The Legacy readers are stated here mainly for completeness, in case you need to read a rather old file that still used the EventStore which has been removed from podio some time ago. See here for more information on how to figure out whether the file you are interested in is a legacy file or not. As podio is a rather low level tool, also the interface of these readers feel somewhat low level. This is mostly visible in the fact, that you have to provide a category (name) when getting the number of entries, or when reading the next entry. This is because in principle podio can handle multiple different categories of Frames in one file. For the purpose of this tutorial and also for the majority of use cases, simply use "events" as category name. Readers in podio do not return a podio::Frame directly, rather they just return some frame data from which a podio::Frame can be constructed. Putting all of these things together, a simple event loop looks like this in c++:

#include "podio/ROOTReader.h"
#include "podio/Frame.h"

#include "edm4hep/MCParticleCollection.h"

int main() {
  auto reader = podio::ROOTReader();
  reader.openFile("some_file_containing_edm4hep_data.root");
  
  // Loop over all events
  for (size_t i = 0; i < reader.getEntries("events"); ++i) {
    auto event = podio::Frame(reader.readNextEntry("events"));
    auto& mcParticles = event.get<edm4hep::MCParticleCollection>("MCParticles");
    
    // do more stuff with this event
  }

  return 0;
}

The equivalent python code looks like this

from podio import root_io

reader = root_io.Reader("some_file_containing_edm4hep_data.root")
# if you want to read legacy files use root_io.LegacyReader

for event in reader.get("events"):
  mcParticles = event.get("MCParticles")
  # do more stuff with this event

ROOT file layout of podio generated EDMs

podio generated EDMs, i.e. also EDM4hep, use ROOT as their default I/O backend. Since everything is based on PODs, the produced root files are pretty straight forward to read and interpret (with some caveats). They are already almost flat ntuples.

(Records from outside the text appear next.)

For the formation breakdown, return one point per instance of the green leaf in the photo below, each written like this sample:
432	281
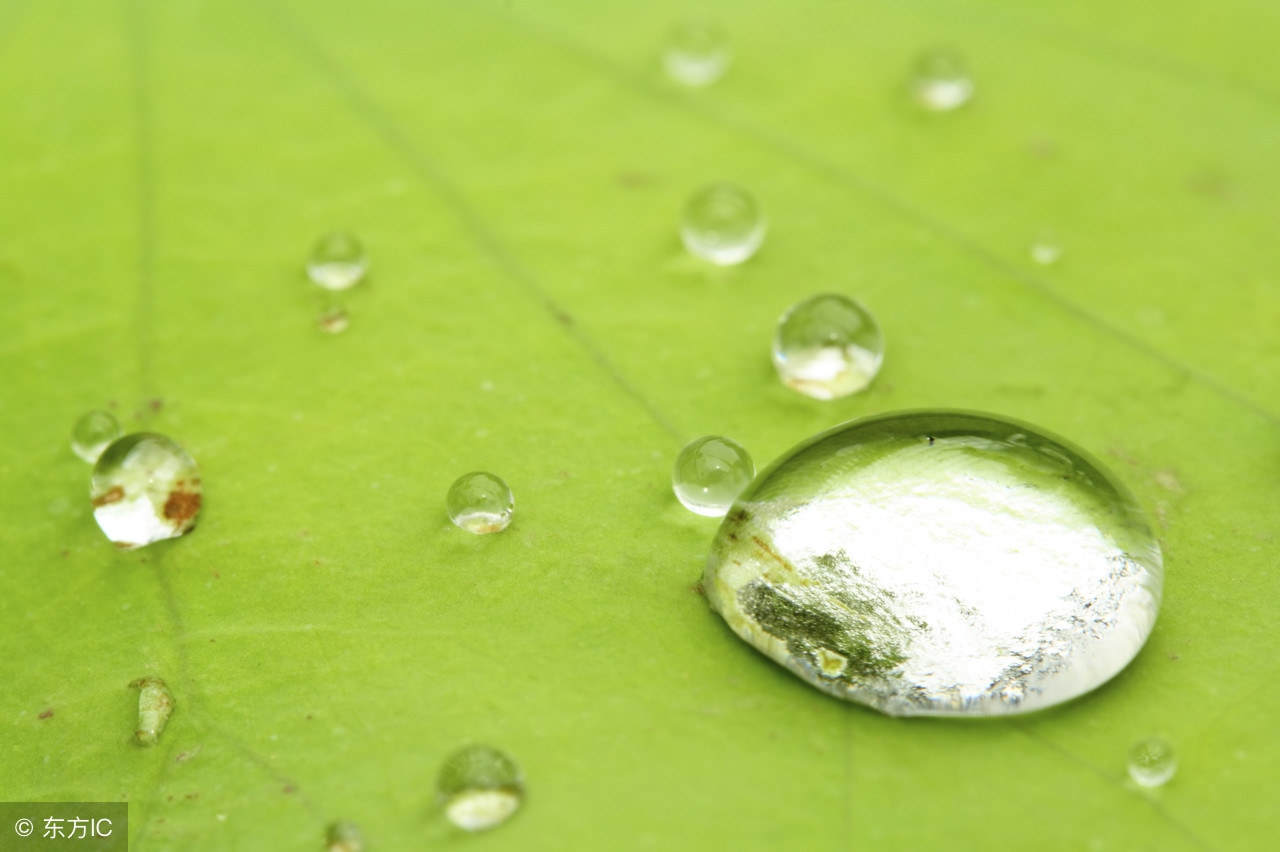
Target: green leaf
516	174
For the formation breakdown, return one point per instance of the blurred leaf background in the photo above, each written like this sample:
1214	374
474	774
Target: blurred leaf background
516	170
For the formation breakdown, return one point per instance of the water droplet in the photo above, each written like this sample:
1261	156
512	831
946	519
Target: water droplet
696	53
827	347
344	837
480	503
155	706
940	82
94	434
722	224
145	489
334	321
480	787
940	563
338	261
709	473
1152	761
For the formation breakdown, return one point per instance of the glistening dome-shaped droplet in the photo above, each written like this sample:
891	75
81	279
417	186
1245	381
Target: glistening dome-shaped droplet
338	261
92	434
1152	761
940	82
827	347
709	473
480	787
480	503
722	224
696	53
145	489
940	563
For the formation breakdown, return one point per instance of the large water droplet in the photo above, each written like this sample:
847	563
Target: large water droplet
827	347
145	489
696	53
92	434
480	503
1152	761
940	563
338	261
480	787
940	82
709	473
722	224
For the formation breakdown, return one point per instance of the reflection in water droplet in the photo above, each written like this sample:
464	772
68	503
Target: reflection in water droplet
334	321
344	837
709	473
696	53
938	563
722	224
92	434
827	347
480	503
338	261
480	787
145	489
1152	761
940	82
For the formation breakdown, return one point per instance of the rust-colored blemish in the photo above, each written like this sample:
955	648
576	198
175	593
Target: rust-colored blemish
181	507
113	495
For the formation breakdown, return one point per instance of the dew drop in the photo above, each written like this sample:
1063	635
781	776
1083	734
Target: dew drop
722	224
940	82
1152	761
938	563
94	434
827	346
145	489
709	473
480	787
338	261
480	503
696	53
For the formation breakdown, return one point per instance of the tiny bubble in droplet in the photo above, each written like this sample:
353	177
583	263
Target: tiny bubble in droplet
709	473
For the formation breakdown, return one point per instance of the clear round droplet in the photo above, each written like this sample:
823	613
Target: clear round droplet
480	503
1152	761
696	53
722	224
334	321
940	563
338	261
94	434
145	489
709	473
827	346
940	82
480	787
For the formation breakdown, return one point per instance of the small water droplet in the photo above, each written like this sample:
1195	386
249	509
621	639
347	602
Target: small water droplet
334	321
696	53
94	433
145	489
940	82
709	473
344	837
480	503
940	563
1046	250
480	787
722	224
338	261
827	346
1152	761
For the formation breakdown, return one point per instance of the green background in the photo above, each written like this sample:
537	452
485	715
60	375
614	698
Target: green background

How do I figure out if a file is legacy?

Use podio-dump and it will tell you

$podio-dump /home/workarea/data/rv02-02.sv02-02.mILD_l5_o1_v02.E250-SetA.I402003.Pe2e2h.eL.pR.n000.d_dstm_15089_0_edm4hep.root
input file: /home/workarea/data/rv02-02.sv02-02.mILD_l5_o1_v02.E250-SetA.I402003.Pe2e2h.eL.pR.n000.d_dstm_15089_0_edm4hep.root

Frame categories in this file (this is a legacy file!):
[...]

Peek inside the root file and look at the contents

`podio-dump`

The podio-dump utility allows to inspect EDM4hep files from the command line. The synopsis looks like this

$podio-dump --help
usage: podio-dump [-h] [-c CATEGORY] [-e ENTRIES] [-d] [--dump-edm DUMP_EDM] [--version] inputfile

Dump contents of a podio file to stdout

positional arguments:
  inputfile             Name of the file to dump content from

options:
  -h, --help            show this help message and exit
  -c CATEGORY, --category CATEGORY
                        Which Frame category to dump
  -e ENTRIES, --entries ENTRIES
                        Which entries to print. A single number, comma separated list of numbers or "first:last" for an inclusive range of entries. Defaults to the first entry.
  -d, --detailed        Dump the full contents not just the collection info
  --dump-edm DUMP_EDM   Dump the specified EDM definition from the file in yaml format
  --version             show program's version number and exit

By default it prints how many events are present in the file and also a summary of the contents of the first event. This overview consists of the names, data types and number of elements of the collections that are stored in this event. Using the --detailed flag, podio-dump will print the complete contents of all collections in ASCII format. This can be quite a bit of information. Using the --entries flag it is possible to choose which events to look at. The --categories flag is an advanced feature and not necessary for this tutorial.

podio-dump will also tell you whether the file that is passed to it is a legacy file in which case you will need the ROOTLegacyReader or the SIOLegacyReader to read it.